Planet-making disks around young stars typically last for 5 million to 10 million years, researchers report in a study posted October 6 at arXiv.org. That disk lifetime, based on a survey of nearby young star clusters, is a good deal longer than the previous estimate of 1 million to 3 million years.

“One to three megayears is a really strong constraint for forming planets,” says astrophysicist Susanne Pfalzner of Forschungszentrum Jülich in Germany. “Finding that we have a lot of time just relaxes everything” for building planets around young stars.

Planets large and small develop in the disks of gas and dust that swirl around young stars (SN: 5/20/20). Once a disk vanishes, it’s too late to make any more new worlds.

Past studies have estimated disk lifetimes by looking at the fraction of young stars of different ages that still have disks — in particular, by observing star clusters with known ages. But Pfalzner and her colleagues discovered something odd: The farther a star cluster is from Earth, the shorter the estimated disk lifetime. That made no sense, she says, because why should the lifetime of a protoplanetary disk depend on how far it is from us?
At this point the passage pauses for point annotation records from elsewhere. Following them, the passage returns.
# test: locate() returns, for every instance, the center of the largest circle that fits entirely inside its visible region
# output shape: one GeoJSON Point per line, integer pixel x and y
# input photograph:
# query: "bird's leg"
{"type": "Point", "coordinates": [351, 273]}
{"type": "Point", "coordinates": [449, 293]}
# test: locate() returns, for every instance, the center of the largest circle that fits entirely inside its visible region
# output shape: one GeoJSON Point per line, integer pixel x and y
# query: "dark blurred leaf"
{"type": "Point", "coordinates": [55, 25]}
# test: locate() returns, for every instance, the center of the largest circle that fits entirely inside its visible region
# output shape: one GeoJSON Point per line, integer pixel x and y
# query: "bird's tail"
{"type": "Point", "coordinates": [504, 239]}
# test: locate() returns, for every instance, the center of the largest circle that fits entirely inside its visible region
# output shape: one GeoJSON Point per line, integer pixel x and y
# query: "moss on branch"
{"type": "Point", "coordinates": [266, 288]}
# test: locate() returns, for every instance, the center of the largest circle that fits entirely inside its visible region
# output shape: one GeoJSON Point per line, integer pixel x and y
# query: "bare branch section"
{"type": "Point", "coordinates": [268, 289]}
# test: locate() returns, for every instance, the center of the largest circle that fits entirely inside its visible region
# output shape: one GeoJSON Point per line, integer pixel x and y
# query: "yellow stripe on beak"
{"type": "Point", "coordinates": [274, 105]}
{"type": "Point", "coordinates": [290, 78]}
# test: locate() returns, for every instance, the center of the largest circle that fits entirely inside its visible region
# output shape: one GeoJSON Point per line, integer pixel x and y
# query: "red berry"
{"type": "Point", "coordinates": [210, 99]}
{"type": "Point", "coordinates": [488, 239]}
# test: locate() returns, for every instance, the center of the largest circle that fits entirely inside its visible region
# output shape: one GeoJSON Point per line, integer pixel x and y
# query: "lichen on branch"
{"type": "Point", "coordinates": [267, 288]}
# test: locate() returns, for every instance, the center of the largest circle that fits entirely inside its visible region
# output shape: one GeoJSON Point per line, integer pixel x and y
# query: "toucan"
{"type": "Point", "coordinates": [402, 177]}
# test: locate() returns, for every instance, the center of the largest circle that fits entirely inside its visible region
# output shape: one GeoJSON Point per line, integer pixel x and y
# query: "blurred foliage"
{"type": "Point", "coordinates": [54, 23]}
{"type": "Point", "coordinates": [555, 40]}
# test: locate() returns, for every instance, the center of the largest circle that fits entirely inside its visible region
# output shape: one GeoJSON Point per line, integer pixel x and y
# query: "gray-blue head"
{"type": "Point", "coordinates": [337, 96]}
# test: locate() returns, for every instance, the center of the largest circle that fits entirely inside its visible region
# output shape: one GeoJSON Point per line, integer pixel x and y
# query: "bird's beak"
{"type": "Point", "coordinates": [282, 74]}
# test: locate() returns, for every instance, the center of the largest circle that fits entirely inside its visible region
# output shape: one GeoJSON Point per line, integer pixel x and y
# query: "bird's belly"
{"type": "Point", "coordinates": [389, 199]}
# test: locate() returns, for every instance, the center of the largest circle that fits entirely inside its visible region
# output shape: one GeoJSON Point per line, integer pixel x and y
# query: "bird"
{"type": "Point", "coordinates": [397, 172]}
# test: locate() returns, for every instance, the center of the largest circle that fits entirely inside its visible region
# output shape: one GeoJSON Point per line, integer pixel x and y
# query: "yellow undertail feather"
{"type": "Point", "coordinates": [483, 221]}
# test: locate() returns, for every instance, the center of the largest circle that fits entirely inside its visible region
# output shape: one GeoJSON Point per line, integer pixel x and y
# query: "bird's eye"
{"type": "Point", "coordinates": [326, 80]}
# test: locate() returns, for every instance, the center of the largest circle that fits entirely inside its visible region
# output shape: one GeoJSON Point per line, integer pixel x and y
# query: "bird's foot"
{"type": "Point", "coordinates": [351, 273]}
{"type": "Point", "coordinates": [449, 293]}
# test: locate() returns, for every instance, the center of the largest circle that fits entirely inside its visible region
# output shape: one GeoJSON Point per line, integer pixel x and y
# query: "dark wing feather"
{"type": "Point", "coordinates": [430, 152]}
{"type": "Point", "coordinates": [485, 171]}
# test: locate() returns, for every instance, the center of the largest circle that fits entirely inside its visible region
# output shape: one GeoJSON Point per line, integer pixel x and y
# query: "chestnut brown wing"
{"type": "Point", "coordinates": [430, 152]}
The answer is quite simple: It doesn’t. But in clusters that are farther away, it’s harder to see most stars. “When you look at larger distances, you see higher-mass stars,” Pfalzner says, because those stars are brighter and easier to see. “You basically don’t see the low-mass stars.” But the lowest-mass stars constitute the vast majority. These stars, orange and red dwarfs, are cooler, smaller and fainter than the sun.

So Pfalzner and her colleagues examined only the nearest young star clusters, those within 650 light-years of Earth, and found that the fraction of stars with planet-making disks was much higher than that reported in previous studies. This analysis showed that “the low-mass stars have much longer disk lifetimes, between 5 and 10 megayears,” than astronomers realized, she says. In contrast, disks around higher-mass stars are known to disperse faster than this, perhaps because their suns’ brighter light pushes the gas and dust away more quickly.

“I wouldn’t say that this is definite proof” for such long disk lifetimes around orange and red dwarfs, says Álvaro Ribas, an astronomer at the University of Cambridge who was not involved with the work. “But it’s quite convincing.”

To bolster the result, he’d like to see observations of more distant star clusters — perhaps with the James Webb Space Telescope — to determine the fraction of the faintest stars that have preserved their planet-making disks between 5 million and 20 million years (SN: 10/11/22).

If the disks around the lowest mass stars do indeed have long lifetimes, that may explain a difference between our solar system and those of most red dwarfs, Pfalzner says. The latter often lack gas giants like Jupiter and Saturn, which are about 10 times the diameter of Earth. Instead, those stars frequently have numerous ice giants like Uranus and Neptune, about four times the diameter of Earth. Perhaps Neptune-sized planets arise in larger numbers when a planet-making disk lasts longer, Pfalzner says, accounting for why these worlds tend to abound around smaller stars.